She and her colleagues tested that notion through a series of experiments. First, they scored U.S. states on how much their residents valued honor, based on factors like argument-related homicides and military enlistment rates. Next, they created an “apology dictionary,” a list of 44 words associated with apologizing, such as “regret,” “admit,” and “ashamed.” Using a machine learning algorithm, they searched how often those words appeared in 2.5 million speeches made by members of Congress over more than three decades. They found that politicians from states that placed a higher premium on honor were less likely to apologize publicly.

To see if the findings held up in the general population, they looked at how often people Googled “how to apologize” between 2017 and 2021; again, those in high-honor states were less likely to do so. “We can observe this trend in real life — it’s not just something we produce in a lab,” says Ying Lin, a postdoctoral researcher at Stanford GSB who co-authored the paper.

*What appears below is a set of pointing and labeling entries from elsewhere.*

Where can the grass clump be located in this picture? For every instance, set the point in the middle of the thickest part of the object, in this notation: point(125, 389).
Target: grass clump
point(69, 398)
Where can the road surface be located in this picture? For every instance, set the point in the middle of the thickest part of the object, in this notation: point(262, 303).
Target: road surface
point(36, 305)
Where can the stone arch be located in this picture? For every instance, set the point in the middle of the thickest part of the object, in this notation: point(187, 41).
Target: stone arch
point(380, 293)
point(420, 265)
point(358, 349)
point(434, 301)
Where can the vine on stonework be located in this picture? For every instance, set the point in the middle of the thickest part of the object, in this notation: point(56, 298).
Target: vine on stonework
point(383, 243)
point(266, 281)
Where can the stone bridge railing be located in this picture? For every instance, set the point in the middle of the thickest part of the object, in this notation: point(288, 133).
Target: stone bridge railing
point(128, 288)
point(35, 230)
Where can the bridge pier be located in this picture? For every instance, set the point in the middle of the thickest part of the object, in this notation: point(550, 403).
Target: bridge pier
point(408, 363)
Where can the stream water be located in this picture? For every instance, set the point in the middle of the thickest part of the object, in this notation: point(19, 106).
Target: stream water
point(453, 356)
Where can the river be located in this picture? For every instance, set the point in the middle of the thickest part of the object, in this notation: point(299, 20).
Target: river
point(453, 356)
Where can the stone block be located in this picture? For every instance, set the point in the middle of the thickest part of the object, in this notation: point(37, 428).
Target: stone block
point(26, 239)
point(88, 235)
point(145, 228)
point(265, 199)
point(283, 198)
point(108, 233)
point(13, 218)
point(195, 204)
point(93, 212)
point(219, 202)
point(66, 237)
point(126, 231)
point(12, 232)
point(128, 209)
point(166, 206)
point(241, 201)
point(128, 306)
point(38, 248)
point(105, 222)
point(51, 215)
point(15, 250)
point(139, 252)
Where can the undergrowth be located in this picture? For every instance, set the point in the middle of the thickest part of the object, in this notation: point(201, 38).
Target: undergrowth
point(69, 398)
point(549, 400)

To see if the findings persisted across borders, the team recruited undergraduates from Turkey, considered an honor culture, and an American university where most students were from Maryland, a state that ranks low on valuing honor. They presented the students with hypothetical scenarios in which they had wronged a friend, such as spreading rumors or damaging their stuff. When asked to write down what they would do, the Americans were more than twice as likely to say they’d apologize. “The difference is just huge,” Lin says. “I was a little surprised.”

From Virility to Virtue

The researchers wanted to examine why people in honor cultures are less willing to say sorry. In another study, they shared hypothetical scenarios about causing offense with a group of American adults. Once more, people who valued honor were less willing to apologize, mainly because they were worried that admitting wrongdoing would tarnish their image. “They’re concerned about their reputation,” Lin says. “Others will see me as incompetent or I will look weak to other people in the society if I apologize.”

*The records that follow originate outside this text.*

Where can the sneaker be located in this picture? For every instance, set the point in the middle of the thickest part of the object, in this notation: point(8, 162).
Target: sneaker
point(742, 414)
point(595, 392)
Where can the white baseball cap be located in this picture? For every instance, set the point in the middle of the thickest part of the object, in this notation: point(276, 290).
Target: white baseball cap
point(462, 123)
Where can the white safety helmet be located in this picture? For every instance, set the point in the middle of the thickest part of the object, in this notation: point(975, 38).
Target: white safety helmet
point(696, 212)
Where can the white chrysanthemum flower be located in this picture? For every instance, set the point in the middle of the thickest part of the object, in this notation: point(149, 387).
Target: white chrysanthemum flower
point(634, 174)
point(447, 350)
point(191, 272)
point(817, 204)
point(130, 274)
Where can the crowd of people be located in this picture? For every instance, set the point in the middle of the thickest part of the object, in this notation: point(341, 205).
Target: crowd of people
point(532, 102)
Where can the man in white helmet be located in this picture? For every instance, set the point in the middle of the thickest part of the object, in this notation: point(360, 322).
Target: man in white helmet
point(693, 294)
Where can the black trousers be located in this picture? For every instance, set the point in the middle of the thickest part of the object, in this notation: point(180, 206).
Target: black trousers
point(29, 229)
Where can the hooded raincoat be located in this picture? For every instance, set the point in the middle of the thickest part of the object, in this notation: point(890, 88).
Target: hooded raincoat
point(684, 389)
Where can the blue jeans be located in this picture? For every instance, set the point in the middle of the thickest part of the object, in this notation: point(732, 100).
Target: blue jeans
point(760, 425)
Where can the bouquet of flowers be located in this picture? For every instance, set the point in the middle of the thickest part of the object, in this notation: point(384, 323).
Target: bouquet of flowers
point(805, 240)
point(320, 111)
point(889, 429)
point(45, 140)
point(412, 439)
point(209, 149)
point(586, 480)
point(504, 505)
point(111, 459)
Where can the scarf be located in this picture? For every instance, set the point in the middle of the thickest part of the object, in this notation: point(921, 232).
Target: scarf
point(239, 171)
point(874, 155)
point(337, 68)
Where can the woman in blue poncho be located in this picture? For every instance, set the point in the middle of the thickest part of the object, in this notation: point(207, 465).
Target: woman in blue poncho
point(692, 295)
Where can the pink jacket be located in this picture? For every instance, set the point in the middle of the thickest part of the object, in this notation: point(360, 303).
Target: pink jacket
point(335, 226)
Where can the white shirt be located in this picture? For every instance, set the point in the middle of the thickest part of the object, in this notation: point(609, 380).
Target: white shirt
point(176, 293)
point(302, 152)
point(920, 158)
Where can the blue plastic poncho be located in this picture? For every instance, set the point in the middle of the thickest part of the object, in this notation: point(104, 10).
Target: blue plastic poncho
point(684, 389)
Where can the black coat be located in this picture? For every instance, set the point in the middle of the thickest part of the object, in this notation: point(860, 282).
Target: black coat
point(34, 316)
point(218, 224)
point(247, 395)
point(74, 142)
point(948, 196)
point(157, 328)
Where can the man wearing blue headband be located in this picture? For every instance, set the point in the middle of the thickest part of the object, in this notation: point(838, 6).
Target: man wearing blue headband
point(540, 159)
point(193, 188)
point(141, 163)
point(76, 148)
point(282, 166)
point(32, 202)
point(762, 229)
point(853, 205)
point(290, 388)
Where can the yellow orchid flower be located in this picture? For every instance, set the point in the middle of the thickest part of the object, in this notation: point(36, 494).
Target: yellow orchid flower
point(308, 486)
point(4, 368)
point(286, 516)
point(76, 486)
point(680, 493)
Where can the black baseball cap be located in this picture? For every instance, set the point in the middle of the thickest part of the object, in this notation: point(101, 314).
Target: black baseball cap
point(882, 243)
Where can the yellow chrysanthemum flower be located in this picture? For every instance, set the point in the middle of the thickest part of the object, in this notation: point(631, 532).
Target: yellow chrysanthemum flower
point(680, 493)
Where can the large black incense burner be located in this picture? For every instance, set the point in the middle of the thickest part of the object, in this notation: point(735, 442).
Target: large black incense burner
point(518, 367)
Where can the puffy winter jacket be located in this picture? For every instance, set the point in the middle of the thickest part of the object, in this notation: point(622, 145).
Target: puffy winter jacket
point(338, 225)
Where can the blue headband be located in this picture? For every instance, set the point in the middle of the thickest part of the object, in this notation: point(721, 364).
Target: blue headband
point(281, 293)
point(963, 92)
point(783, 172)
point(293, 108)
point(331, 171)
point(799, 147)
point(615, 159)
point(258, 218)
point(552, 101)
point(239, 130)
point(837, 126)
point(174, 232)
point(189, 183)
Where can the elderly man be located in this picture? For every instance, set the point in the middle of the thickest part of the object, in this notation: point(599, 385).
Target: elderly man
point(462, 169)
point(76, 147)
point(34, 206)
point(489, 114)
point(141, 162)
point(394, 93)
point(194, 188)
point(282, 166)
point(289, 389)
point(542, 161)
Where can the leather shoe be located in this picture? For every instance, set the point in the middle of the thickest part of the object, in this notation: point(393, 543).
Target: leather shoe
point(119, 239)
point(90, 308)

The researchers also wanted to test whether the link between honor cultures and an aversion to apologies was more than a correlation: Did valuing honor cause someone to avoid saying sorry? To find out, they asked a sample of American adults to imagine they lived in a future society. Some were assigned to a community that valued protecting one’s reputation, while others were placed in one that prized entertainment and leisure. Highlighting concerns about honor and reputation (what the authors termed “virility”) significantly dampened people’s willingness to apologize.

Gelfand and her team theorized that shifting participants’ perspectives on honor might reverse this trend. “Honor is about both virility and virtue, or moral integrity,” Gelfand says. Indeed, when the researchers added a third scenario — a society that values moral behavior or virtue — people were more likely to apologize and considered apologies more effective than those primed to think about reputation. “When we start activating people’s thoughts about honor being about virtue or integrity, it allows them to overcome this reluctance to apologize,” Gelfand says.

The team’s findings have the potential to reduce friction in families, business relationships, and international relations. “It might cause a lot of cross-cultural miscommunication and misunderstanding when you expect an apology but it’s not forthcoming,” Gelfand says. “Once we can shift the focus to virtue, we can perhaps help people manage conflict better and still uphold their cultural values.”

Gelfand says there’s much more to learn about the cultural dynamics of apologies and forgiveness. Is it more acceptable for certain people to say sorry in honor-based societies? Can apologies become contagious, spreading through a society once someone sets an example? How can we best manage disputes and negotiations that are fundamentally about honor? “Honor cultures are still poorly understood in psychology and organizational behavior,” Gelfand says.

Further research on these topics could help people get along better with those with different values. “We’re not trying to say, ‘How do we change honor cultures?’” Gelfand says. “We have to work through the psychology of honor.”